パパへのありがとうっていう感謝の気持ちで一杯だ。
「俺の方こそ、ありがとうな。ベルレナ。お前が来てくれたから、いや、来たのが他でもないベルレナだったからこそ、今の俺がいるんだから」
「なにそれ??」
「俺は正直自分勝手でどうしようもない人間だったからな。俺が見つけたのがベルレナじゃなければ散々利用して終わったかもしれない。気に食わなかったらさっさとホムンクルスから追い出して消滅させたかもしれない。俺は本来、そういう人間だからな」
パパはそんなことを言う。
確かにパパはわたしと出会った時に、わたしを利用すると言った。だけれど今のパパはわたしのことを可愛がって、甘やかしてくれている。パパが言っているようなことをパパがするとは思えなくて、首をかしげてしまう。
不思議そうな顔をしていれば、パパが静かに微笑みながらわたしを見る。
「意味は分からなくてもいい。ただベルレナが俺の娘になったからこそ、救われた者もいるってことだ」
よく分からないけれど、パパが笑っているからわたしは頷いておいた。
それにしてもパパが用意してくれたケーキや食事を食べながらお祝いをしてもらえるって嬉しい。
その後もパパに、今日はわたしの誕生日だから何も家事はしなくていいって言われた。けれどわたしはパパと一緒に居たかったからパパと一緒に行動していた。
「パパと一緒に何かするのが一番楽しいもん!」
って口にしたらパパに思いっきり頭を撫でられた。
パパはわたしの頭を撫でるのが好きだ。わたしもパパに頭を撫でられるのが好き。
ニコラドさんもお祝いに来てくれた。ニコラドさんは時々やってきて、いつもわたしにプレゼントをくれるのだが、今日は誕生日だからかいつもよりも量が多かった。それにしても、ニコラドさんはわたしの好みをちゃんと把握してくれているみたいで、いつもわたしが喜ぶものばかりくれる。
「ニコラドさん、ありがとう!!」
笑顔でお礼を言ったら、ニコラドさんがわたしの頭を撫でようとして……、パパに遮られていた。そしてニコラドさんとパパと口喧嘩が始まる。本気の喧嘩ではない。仲良しだなぁと毎回わたしはパパとニコラドさんを見てしまう。
その後、パパが「帰れ」といってすぐにニコラドさんを追い返したので、またパパと二人きりである。
パパと一緒にのんびり過ごすのが何よりも幸せだと感じる。
ちなみにパパからはペンダントをもらった。大きな宝石のついたもので、こんなものもらっていいのかと思ってしまった。
「これは守護石だ。ベルレナに何かあったら守れるように魔法を込めてある」
「わぁ……すごい。こんなものいいの? 見た目も素敵!!」
「ああ。俺があげたくてあげているからな。ベルレナ、街にでも行くか? 他にもほしいものがあったら幾らでも買うぞ」
ペンダントは早速身に着けた。
そのあとにパパに街に行くかと問いかけられた。街に行くのも楽しそうだ。パパと一緒に買い物もいいなぁと思うけれど、今日は……。
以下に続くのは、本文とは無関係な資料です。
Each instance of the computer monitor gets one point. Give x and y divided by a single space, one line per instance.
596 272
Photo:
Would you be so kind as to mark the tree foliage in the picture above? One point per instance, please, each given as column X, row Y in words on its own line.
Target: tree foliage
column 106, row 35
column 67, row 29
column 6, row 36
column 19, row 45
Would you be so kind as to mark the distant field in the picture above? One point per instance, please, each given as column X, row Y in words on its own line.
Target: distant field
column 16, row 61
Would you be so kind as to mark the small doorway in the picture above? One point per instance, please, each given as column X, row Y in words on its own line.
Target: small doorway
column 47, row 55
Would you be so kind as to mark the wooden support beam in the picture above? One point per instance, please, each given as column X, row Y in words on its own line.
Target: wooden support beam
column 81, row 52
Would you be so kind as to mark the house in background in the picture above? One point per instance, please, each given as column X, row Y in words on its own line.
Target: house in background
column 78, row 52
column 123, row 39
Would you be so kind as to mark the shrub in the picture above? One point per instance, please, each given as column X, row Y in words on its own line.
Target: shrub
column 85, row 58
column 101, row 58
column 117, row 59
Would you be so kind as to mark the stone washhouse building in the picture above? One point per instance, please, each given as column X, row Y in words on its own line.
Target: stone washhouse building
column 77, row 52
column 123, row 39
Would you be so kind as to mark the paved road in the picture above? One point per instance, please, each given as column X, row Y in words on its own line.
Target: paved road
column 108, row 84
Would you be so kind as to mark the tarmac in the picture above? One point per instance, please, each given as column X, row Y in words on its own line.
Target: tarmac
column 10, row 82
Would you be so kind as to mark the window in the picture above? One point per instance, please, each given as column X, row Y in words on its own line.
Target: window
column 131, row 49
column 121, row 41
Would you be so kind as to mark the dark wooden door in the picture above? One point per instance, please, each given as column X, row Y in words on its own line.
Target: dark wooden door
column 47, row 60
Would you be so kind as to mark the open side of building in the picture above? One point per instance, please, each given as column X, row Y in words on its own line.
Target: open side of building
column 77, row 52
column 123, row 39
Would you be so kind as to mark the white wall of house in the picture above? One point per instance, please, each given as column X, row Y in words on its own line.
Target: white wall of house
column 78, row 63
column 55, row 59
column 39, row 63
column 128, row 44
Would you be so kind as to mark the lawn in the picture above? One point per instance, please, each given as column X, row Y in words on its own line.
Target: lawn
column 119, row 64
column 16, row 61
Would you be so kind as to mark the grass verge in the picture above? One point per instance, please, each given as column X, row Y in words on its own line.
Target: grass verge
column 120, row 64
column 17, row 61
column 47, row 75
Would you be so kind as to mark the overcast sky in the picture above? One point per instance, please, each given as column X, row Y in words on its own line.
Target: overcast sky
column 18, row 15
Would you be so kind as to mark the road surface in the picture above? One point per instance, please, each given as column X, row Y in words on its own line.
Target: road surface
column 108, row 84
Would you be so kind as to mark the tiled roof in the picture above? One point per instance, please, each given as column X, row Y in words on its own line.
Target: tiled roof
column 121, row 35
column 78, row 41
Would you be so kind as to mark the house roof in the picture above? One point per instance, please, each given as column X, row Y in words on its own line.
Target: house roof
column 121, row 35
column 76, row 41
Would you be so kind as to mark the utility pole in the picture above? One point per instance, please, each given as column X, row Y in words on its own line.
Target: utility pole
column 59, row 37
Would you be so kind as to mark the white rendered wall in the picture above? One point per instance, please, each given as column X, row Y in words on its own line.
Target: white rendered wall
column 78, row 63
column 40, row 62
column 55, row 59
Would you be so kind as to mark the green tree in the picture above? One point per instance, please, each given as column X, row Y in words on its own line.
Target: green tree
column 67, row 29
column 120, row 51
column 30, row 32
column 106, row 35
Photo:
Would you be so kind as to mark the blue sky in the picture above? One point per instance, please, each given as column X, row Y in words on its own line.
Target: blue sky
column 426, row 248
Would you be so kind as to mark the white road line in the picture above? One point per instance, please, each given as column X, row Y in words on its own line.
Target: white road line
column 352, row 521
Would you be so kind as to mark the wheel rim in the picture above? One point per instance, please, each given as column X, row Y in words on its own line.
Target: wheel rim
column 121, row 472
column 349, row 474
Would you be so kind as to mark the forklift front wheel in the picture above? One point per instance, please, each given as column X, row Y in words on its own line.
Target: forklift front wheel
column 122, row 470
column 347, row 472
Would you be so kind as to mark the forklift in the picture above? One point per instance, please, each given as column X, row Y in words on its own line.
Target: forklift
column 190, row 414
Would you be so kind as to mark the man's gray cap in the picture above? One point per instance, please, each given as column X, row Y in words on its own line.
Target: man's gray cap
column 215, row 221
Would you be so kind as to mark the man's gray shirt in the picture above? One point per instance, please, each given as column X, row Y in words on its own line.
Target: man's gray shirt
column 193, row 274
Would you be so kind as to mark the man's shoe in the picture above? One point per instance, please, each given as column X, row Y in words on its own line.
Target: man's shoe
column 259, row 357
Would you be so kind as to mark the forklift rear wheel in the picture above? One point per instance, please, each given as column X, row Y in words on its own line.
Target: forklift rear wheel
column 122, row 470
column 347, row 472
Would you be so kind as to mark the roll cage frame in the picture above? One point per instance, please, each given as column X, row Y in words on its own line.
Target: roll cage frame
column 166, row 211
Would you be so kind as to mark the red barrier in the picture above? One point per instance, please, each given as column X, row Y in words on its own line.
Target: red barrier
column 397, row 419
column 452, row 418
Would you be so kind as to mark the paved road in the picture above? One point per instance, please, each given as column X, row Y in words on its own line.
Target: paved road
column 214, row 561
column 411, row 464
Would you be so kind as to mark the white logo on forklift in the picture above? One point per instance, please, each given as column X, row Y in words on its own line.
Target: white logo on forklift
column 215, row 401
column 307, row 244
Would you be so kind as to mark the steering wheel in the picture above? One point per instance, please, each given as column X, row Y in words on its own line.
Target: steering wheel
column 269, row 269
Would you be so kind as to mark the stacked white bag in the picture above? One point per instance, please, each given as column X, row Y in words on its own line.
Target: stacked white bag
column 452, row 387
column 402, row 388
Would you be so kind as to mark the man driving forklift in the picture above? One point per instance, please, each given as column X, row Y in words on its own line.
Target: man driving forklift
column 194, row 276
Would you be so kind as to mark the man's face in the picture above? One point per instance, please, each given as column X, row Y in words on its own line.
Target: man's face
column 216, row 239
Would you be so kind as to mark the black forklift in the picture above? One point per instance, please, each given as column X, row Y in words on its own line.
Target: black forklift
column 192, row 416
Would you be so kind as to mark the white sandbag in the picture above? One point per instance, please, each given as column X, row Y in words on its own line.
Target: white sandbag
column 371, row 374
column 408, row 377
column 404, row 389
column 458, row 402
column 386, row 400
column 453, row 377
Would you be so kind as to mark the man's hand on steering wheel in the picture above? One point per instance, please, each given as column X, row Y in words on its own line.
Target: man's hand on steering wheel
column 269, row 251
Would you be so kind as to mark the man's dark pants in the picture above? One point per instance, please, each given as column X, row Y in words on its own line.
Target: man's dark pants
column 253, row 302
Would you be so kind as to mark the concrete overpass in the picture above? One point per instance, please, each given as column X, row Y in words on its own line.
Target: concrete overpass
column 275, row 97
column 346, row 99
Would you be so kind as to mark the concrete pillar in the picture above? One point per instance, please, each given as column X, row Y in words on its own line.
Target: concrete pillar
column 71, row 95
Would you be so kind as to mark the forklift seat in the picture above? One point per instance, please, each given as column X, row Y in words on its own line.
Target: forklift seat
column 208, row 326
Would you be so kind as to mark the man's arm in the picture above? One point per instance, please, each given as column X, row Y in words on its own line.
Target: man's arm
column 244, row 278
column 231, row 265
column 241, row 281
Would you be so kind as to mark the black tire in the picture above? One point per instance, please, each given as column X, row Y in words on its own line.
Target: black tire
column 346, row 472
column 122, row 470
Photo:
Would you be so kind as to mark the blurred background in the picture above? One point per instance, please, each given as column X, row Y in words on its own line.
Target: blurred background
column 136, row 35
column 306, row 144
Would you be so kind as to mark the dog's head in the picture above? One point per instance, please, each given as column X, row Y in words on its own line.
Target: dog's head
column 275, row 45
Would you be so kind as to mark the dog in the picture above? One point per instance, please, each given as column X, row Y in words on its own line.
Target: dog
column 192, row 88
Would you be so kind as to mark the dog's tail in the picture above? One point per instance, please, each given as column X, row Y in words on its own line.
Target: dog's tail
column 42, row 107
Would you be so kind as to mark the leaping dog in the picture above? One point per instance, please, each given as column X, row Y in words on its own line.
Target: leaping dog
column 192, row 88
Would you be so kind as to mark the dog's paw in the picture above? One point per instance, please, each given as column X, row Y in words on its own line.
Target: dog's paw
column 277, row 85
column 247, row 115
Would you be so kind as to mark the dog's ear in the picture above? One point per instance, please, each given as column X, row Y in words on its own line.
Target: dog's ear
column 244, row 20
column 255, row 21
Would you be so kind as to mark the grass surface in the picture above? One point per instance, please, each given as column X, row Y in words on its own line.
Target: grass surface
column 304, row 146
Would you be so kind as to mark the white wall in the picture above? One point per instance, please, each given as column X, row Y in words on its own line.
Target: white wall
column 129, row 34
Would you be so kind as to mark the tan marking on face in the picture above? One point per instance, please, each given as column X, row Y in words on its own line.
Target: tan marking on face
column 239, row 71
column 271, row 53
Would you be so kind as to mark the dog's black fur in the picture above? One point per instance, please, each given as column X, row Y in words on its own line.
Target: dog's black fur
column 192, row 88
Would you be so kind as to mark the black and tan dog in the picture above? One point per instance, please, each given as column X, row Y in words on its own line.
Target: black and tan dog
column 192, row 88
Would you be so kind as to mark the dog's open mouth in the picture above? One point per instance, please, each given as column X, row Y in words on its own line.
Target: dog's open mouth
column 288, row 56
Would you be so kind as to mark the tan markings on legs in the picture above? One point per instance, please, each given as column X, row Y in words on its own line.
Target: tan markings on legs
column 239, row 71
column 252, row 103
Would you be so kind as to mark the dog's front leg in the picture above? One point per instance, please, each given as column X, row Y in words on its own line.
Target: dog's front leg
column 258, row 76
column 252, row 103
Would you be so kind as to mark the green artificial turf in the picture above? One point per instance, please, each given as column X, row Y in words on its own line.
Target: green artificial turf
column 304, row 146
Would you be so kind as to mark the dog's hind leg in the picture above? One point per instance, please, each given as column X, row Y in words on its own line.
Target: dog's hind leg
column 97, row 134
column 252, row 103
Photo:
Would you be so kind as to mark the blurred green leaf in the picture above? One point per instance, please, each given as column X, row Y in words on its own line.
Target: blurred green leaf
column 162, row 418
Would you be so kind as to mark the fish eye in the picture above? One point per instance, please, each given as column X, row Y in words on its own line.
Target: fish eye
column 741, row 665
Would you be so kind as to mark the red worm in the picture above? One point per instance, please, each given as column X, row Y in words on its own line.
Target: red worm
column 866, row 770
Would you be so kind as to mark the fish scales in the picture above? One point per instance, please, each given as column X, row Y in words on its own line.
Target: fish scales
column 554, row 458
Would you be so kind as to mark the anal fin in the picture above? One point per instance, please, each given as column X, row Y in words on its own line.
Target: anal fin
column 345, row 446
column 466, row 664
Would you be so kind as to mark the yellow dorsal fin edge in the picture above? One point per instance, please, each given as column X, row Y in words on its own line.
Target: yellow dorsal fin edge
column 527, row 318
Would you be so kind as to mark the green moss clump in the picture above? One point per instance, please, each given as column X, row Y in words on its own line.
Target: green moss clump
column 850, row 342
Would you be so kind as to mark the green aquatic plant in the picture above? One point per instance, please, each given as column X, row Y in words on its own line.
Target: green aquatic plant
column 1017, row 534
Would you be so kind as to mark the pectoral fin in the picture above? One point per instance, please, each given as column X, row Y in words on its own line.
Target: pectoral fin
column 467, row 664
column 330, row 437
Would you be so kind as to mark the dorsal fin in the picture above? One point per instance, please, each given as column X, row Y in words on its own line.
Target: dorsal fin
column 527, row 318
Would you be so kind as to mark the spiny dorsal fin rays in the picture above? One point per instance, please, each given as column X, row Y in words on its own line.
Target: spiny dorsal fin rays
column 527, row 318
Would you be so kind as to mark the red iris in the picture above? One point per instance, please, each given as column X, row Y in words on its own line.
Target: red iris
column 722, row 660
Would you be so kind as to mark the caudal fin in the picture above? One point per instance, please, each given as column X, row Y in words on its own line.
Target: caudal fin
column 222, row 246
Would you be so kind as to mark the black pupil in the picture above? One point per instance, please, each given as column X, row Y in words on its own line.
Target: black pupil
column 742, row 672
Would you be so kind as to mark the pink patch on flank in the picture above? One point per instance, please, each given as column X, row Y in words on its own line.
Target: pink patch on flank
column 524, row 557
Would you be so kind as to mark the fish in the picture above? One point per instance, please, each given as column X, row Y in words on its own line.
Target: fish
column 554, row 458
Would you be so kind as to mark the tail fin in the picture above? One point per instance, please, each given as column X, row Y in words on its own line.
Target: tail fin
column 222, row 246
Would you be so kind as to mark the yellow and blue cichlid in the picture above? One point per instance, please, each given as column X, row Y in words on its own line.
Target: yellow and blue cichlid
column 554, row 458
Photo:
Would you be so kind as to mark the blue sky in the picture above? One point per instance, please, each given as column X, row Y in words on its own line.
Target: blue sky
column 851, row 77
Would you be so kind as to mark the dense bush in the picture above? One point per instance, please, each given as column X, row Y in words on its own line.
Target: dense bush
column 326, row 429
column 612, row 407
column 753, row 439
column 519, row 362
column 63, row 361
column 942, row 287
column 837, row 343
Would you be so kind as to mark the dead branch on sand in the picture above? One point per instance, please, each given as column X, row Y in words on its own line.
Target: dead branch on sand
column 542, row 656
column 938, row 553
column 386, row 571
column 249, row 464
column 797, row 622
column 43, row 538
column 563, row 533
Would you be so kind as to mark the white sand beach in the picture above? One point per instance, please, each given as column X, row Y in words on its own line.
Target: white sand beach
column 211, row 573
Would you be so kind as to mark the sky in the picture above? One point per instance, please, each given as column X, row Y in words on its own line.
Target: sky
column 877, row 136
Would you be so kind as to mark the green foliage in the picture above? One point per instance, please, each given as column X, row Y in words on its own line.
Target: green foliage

「ううん、出かけない。わたし、パパと一緒に家でのんびりしたい。パパと過ごせるの幸せだから。パパの時間をわたしがもらえたらなって」
わたしはそう口にした。
「そのくらいなら当然だ。何をしたい?」
「んーとね」
それからパパとずっと一緒に過ごした。
一緒に魔法の練習をしたり、一緒に本を読んだり……。パパにはいつもやっていることと変わらないって言われてしまったけれど、それはそれだけわたしがパパと過ごすのを楽しんでいる証なのだと思う。パパとの何気ない日常が本当に楽しいのだ。
そうやって過ごしている中で、パパがじっとわたしを見つめていた。
「パパ、どうしたの?」
何かわたしに聞きたいことはあるのだろうかとわたしはパパに問いかける。
「……なぁ、ベルレナは“ベルラ”だった頃の家族のことは気にならないか」
……パパが口にしたのは、そんな、わたしにとっては予想外の言葉だった。